Le tragique de la liturgie
Embauchée dans un journal local où elle couvre des événements sans intérêt en produisant les reportages médiocres qu’on lui demande, Antonia est ballotée dans les bras d’un leader nationaliste, enfermée dans un milieu dont la peinture est assez cruelle. Lassée de cette vie factice, Antonia partira en Yougoslavie couvrir la guerre, pour découvrir que le mal et la mort sont impossibles à représenter.
C’est là que réside la force du roman. La force tragique de cette messe de funérailles irrigue la narration de la vie d’Antonia. La photographie vient en rendre compte au quotidien : elle capte le réel et donc quelque chose qui est de l’ordre de la vie, mais elle le fige, comme le corps raide d’Antonia dans son cercueil. Le tragique de la liturgie, comme par rétroprojection, vient envahir la narration de la vie d’Antonia. Sa vie, aimantée par cette passion pour la photo, est en quelque sorte comme enchâssée dans cette cérémonie mortuaire. Est-elle vraiment différente de ces photographies que l’on feuillette dans un album de famille et qui nous présentent des visages immobiles à la fois étrangement vivants, car témoins d’un réel vivant, et aussi morts que peut l’être un bout de papier dormant dans une boîte à chaussure ?
La mort en plus
Ce roman laisse le lecteur stupéfait. À la tension interne de l’office liturgique — entre la terreur du Dies Irae, l’angoisse et l’espérance du Libera me, et la certitude du salut de l’Évangile de Lazare — répond celle de la vie d’Antonia, partagée entre instants de grâce et ces successions de jours où tout semble petit, dérisoire, quand ce n’est pas sordide.

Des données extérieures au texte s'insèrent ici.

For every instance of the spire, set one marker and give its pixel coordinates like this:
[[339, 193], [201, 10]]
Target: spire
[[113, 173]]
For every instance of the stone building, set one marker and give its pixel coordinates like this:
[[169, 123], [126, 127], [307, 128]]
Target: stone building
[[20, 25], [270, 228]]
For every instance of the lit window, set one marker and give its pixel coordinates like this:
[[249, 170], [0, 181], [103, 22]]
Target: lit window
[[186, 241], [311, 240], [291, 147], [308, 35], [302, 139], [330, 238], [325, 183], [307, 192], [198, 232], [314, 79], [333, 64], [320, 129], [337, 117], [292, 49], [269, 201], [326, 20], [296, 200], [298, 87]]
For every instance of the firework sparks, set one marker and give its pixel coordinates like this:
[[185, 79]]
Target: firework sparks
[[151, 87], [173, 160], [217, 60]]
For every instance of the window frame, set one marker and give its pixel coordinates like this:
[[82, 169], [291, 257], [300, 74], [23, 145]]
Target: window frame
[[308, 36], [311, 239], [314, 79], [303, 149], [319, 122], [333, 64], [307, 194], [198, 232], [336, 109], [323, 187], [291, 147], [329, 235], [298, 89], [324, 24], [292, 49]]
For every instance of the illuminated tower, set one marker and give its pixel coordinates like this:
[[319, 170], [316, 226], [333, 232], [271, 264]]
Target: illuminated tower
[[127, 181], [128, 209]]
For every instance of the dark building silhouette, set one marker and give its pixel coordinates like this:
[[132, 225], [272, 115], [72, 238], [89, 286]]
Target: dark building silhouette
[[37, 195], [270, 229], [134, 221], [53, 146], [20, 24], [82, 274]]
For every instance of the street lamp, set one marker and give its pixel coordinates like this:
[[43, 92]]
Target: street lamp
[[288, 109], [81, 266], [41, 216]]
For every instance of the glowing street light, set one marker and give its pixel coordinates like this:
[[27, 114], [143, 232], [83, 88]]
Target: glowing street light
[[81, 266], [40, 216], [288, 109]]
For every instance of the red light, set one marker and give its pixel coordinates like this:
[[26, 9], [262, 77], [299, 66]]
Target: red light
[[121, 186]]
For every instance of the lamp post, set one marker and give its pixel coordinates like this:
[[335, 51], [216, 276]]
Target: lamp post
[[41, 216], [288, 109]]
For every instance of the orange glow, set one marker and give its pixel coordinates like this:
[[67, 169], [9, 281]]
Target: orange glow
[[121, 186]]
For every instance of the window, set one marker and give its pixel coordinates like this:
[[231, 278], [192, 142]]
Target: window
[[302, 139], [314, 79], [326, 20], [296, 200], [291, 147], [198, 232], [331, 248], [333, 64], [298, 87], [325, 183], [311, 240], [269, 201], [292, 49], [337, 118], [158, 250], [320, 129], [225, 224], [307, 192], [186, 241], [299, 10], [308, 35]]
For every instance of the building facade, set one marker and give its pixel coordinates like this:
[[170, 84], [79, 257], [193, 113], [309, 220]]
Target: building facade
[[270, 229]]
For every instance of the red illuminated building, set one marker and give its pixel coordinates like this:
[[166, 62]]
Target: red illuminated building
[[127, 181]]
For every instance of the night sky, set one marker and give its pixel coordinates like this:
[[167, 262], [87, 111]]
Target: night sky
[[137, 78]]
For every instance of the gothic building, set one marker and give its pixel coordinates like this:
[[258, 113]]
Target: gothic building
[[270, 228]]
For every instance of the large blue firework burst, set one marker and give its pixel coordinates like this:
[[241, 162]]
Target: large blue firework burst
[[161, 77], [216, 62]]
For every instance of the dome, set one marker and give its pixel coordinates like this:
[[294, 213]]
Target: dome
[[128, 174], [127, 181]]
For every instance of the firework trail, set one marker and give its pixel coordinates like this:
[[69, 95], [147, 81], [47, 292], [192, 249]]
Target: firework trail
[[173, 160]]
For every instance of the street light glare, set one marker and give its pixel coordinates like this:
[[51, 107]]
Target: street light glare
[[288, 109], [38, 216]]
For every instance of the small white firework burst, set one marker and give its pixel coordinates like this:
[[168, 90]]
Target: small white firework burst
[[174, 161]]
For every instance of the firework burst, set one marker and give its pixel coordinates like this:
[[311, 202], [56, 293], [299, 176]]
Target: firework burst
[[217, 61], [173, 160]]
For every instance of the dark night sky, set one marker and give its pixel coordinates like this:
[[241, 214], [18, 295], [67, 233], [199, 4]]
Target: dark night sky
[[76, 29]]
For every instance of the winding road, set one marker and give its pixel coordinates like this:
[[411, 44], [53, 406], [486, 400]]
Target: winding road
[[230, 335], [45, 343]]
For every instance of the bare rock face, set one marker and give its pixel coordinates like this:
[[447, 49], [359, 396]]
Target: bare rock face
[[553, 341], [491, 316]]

La morale (cachée) de ce livre pourrait être que la foi et son expression ne consistent pas en une posture angélique coupée de la vie. Comme l’homme est à l’image de Dieu, la photographie serait à l’image de la vie : à son image, avec la mort en plus. Cette mort que la photographie tente de conjurer en vain dans des boîtes en carton et que le chrétien croit et espère que Dieu, par son Christ, a définitivement vaincue.